Cléo Campe, ehemalige Schülerin der Deutschen Schule Rio de Janeiro und Filmstudentin in Deutschland, gewann im vergangenen Jahr mit dem Zeichentrickfilm Ertrinken einen Wettbewerb, der von der Zeitung Die Zeit, dem Institut für angewandte Sozialwissenschaften (Infas) und dem Wissenschaftszentrum Berlin (WZB) ausgeschrieben wurde. Der Film, der in Zusammenarbeit mit weiteren 30 über die ganze Welt verteilten Koautoren verwirklicht wurde, erzählt die Geschichte von Hans, einem älteren Herrn, der beschließt, zum ersten Mal in seinem Leben in die virtuelle Welt einzutauchen.
 
 

Um an diesem Wettbewerb teilnehmen zu können, mussten verschiedene Voraussetzungen erfüllt werden: Die Filmdauer durfte fünf Minuten nicht überschreiten, das Thema sollte im Zusammenhang mit der Digitalisierung stehen, und der Film sollte wenige oder keine Dialoge erhalten, um weltweit verstanden zu werden. Die Abstimmung war öffentlich, jeder konnte seine Stimme auf der Webseite der Zeitung abgeben. Ertrinken, der von der Mehrheit gewählte Film, beschreibt auf metaphorische Weise das Verhältnis älterer Menschen zum Internet und ihre Schwierigkeiten im Umgang mit der Informationsflut.

 
 
Obwohl sie als Tochter des Regisseurs und Fotografen Sylvestre Campe vorbelastet war, wollte Cléo nicht unbedingt in dieser Branche arbeiten. „Ich habe mich zwar immer für das Kino interessiert und meinen Vater von klein auf bei Dreharbeiten begleitet, aber eine Karriere in dieser Branche war eigentlich nicht auf meinem Radar. In der 10. Klasse hatte ich mich für ein Praktikum für internationale Beziehungen entschieden, was mit gar nicht gefallen hat.
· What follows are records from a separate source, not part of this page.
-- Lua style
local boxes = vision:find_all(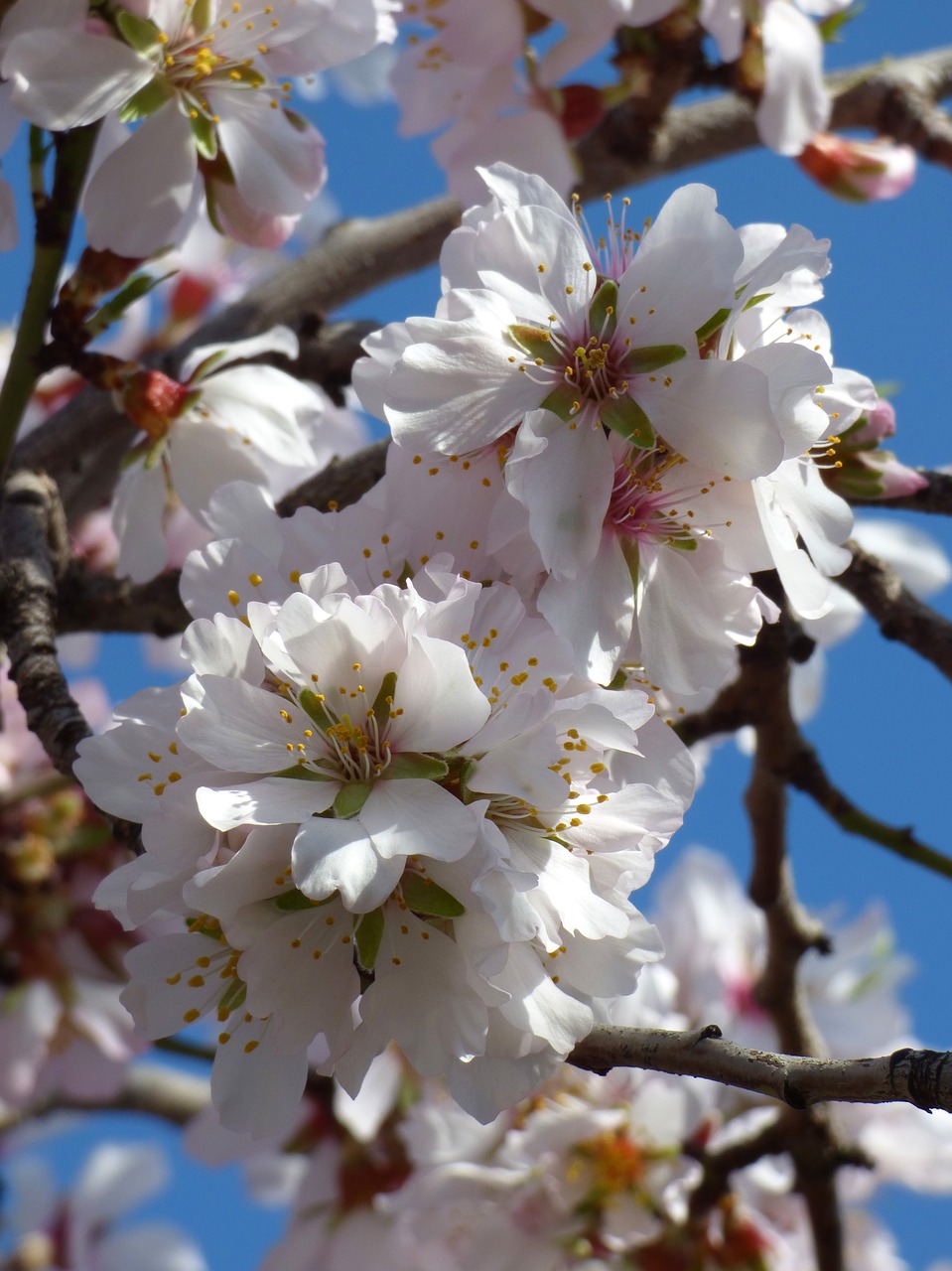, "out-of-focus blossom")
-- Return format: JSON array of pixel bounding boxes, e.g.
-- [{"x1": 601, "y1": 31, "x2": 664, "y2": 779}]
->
[
  {"x1": 8, "y1": 1143, "x2": 207, "y2": 1271},
  {"x1": 797, "y1": 132, "x2": 915, "y2": 204}
]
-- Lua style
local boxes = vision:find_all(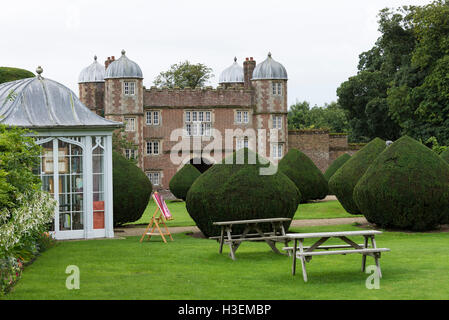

Dann wollte ich Kunst studieren, habe aber bald aufgegeben. Mein Vater schlug vor, dass ich mit ihm arbeiten solle bis ich wisse, was ich studieren wolle. Ich habe fast zwei Jahre mit ihm zusammengearbeitet und mich schließlich dafür entschieden, auch diese Laufbahn einzuschlagen”, erzählt Cléo.
 
Die ehemalige EAC-Schülerin führt weiter aus, dass ihr, nachdem sie diese Wahl getroffen hatte, die Entscheidung für ein Studium in Deutschland leichtgefallen sei, denn es sei schon immer ihr Plan gewesen, dort zu studieren. „Durch unsere Schule haben wir das Privileg, in Deutschland studieren zu können. Ich habe mich bei zwei Universitäten beworben und bin in der Filmuniversität Babelsberg Konrad Wolf angenommen worden.”